Solo dev, 3 months in — shipped an on-chain reputation + identity system for AI agents. Would love eyes on the contracts before our Zenith Security audit wraps.
Been heads-down building Aevum Protocol — on-chain infrastructure that treats autonomous AI agents as first-class economic participants rather than just wallet addresses being puppeted by a script.

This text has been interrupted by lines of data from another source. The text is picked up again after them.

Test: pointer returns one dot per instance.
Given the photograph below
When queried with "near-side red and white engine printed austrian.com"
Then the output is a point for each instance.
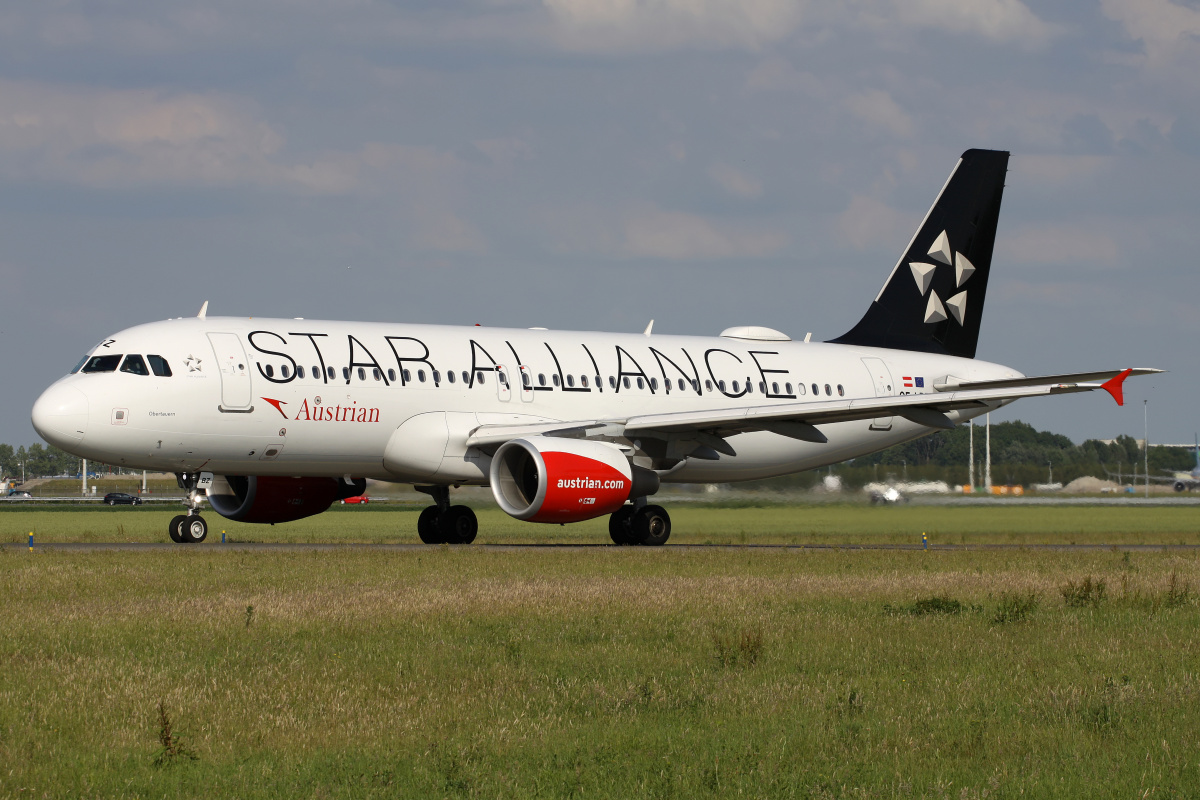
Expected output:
(544, 479)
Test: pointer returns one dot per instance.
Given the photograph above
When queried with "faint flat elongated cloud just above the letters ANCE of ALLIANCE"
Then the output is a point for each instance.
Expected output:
(676, 236)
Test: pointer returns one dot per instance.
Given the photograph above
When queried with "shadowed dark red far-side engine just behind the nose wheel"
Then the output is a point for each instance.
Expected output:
(269, 500)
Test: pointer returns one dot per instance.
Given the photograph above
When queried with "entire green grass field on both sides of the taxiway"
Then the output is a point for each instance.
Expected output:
(465, 672)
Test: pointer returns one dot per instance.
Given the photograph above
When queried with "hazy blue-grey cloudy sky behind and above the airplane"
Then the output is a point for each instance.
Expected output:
(597, 164)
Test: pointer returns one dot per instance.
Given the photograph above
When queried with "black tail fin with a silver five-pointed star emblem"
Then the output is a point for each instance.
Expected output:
(934, 299)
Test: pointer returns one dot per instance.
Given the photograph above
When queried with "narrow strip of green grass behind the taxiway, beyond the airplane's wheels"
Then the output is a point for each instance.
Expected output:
(692, 524)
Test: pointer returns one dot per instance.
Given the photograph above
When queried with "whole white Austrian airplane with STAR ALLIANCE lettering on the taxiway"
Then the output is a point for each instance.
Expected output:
(274, 420)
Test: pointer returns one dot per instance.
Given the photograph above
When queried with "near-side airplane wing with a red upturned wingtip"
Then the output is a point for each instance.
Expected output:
(705, 431)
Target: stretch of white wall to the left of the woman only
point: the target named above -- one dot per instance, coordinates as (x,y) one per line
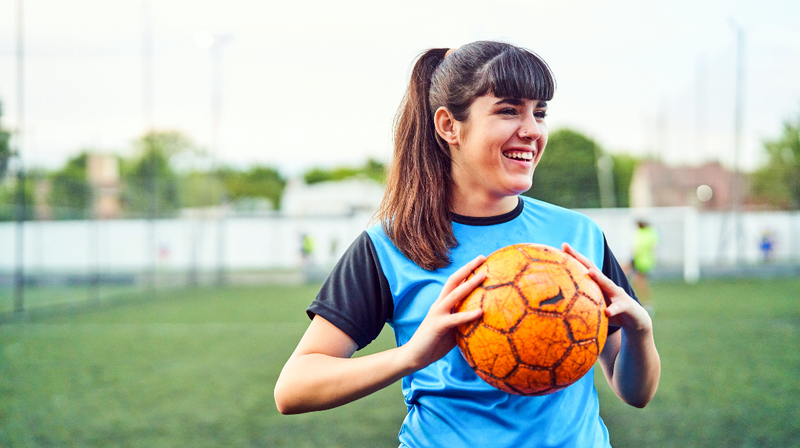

The core problem I was trying to solve: agents that transact on behalf of users have no persistent, verifiable identity or reputation. Every agent starts from zero trust every time, and there's no on-chain record of whether an agent has behaved well historically.
The stack:
- AgentIdentity — on-chain identity registration for agents
- ReputationOracle — permanent on-chain reputation scoring based on agent interaction history
- AgentVault — asset custody scoped to agent permissions
- AgentMarketplace — where agents discover and transact with each other
- AEVToken / TokenVesting / ReputationController / AevumDAO — governance and token layer
All 8 contracts are deployed and verified on Sepolia. Repo is public: github.com/AevumProtocol/contracts
Before bringing in an external auditor I ran the codebase through internal hardening — manual review passes, Slither static analysis, and a Claude Opus deep review — to get it as clean as possible going in. Zenith Security is doing the professional audit now. Target is mainnet at ETHOnline 2026 (Sept 4-16), which gives the audit a real deadline to close against.
Genuinely looking for technical pushback, not just "nice project" comments:
- Is on-chain reputation scoring the right primitive, or does this belong off-chain with on-chain attestation instead?
- Anyone dealt with agent-permission scoping in a vault contract before — what did you get wrong the first time?
- AgentMarketplace design — happy to get torn apart on the matching/discovery mechanism
Live demo: aevum-frontend.vercel.app if you want to poke at the frontend.
I'm 19, self-taught, started learning Solidity about a month ago. Not looking for validation — looking for the things I'm going to find out the hard way later anyway.